Thanks to the tremendous growth of “social” applications over the past five years, we have our pick of services for collecting, saving and sharing our experiences online. We each have collections of photos, contacts, messages and more, spread across multiple popular services like Twitter, Facebook, LinkedIn, as well as many less popular services which address particular needs or preferences. We’re also producing a wealth of “exhaust data” through our browsing history, mobile sensors, transactions and other activity streams that we rarely if ever examine directly.
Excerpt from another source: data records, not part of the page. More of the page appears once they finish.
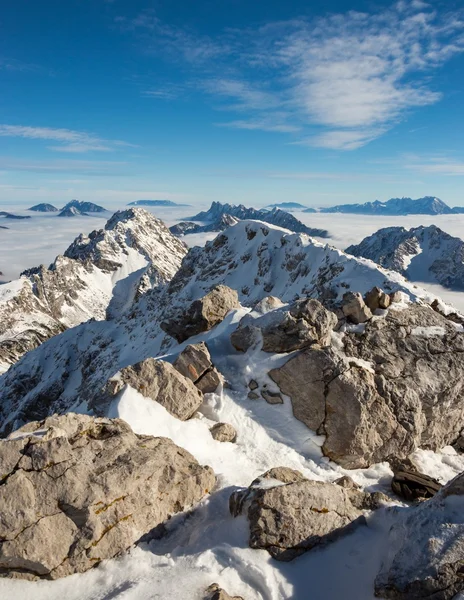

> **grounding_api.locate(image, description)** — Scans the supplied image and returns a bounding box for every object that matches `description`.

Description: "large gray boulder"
[173,342,222,394]
[108,358,203,421]
[161,285,240,342]
[229,467,381,561]
[375,474,464,600]
[0,413,215,579]
[269,305,464,468]
[230,299,337,353]
[342,292,372,324]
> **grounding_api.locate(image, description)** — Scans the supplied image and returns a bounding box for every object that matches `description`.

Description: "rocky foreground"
[0,213,464,600]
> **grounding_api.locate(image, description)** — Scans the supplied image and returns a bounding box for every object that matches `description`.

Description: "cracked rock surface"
[0,413,215,579]
[230,467,383,561]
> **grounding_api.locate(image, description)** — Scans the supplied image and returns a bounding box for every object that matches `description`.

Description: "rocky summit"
[0,213,464,600]
[0,209,187,368]
[0,413,215,579]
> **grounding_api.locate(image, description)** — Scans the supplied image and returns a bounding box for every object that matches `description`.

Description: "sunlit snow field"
[0,205,464,311]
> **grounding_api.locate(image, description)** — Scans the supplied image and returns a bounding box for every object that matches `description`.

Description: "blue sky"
[0,0,464,206]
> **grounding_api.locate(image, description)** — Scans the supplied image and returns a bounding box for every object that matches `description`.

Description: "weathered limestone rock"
[261,389,284,404]
[161,285,240,342]
[109,358,203,421]
[375,473,464,600]
[230,467,378,561]
[269,305,464,468]
[364,287,390,312]
[391,468,442,502]
[210,423,237,442]
[342,292,372,323]
[253,296,284,315]
[230,299,337,353]
[0,413,215,579]
[173,342,222,394]
[205,583,243,600]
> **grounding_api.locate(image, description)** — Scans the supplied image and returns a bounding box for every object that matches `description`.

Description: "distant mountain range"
[169,214,239,236]
[0,210,31,220]
[28,202,58,212]
[127,200,191,206]
[186,202,329,238]
[265,202,317,212]
[27,200,107,219]
[345,225,464,291]
[316,196,464,216]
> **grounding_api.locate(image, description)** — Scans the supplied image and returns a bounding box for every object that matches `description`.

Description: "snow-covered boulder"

This ecosystem is becoming so complex that it’s easy to lose track of what you’ve created, shared or seen. We need new tools to manage this complexity, to make the most of the wealth of information and connections available to us through various services. John Battelle calls these “metaservices”, and points to growth in the number of connections between the services we use.
I expect that this next age of information tools will center around data rather than services. Data is a common denominator for these online experiences, a bridge across disparate services, technologies, social graphs, and life cycles. Personal data, in particular, has this property: the only thing that links together your photos on Flickr, Facebook, Picasa and Twitpic is…you.
So where’s your “data center”? I don’t anticipate the emergence of a single service where you do everything. There will continue to be innovation in the form of new and specialized services which meet a particular need very well. There won’t be a single service which is everything to everybody.
Instead, I foresee us wanting to track, save, use and control all of our “stuff” across the web. That’s why my new colleagues and I are working to make that possible.
There’s open source code available on github, a vibrant IRC channel (#lockerproject on Freeenode), and lots more I’d like to write about it. But it’s time to get back to work for now…
Franklin St. Statement. seems useful to mention.
http://autonomo.us/2008/07/franklin-street-statement/
kevix
August 10, 2011 at 07:00
Absolutely, there’s a lot of common ground there.
Matt Zimmerman
August 10, 2011 at 16:21
I whole heartedly agree with you. Data is going to be the tradeable commodity of the future. Although data centers are not a one stop service yet, they soon will be.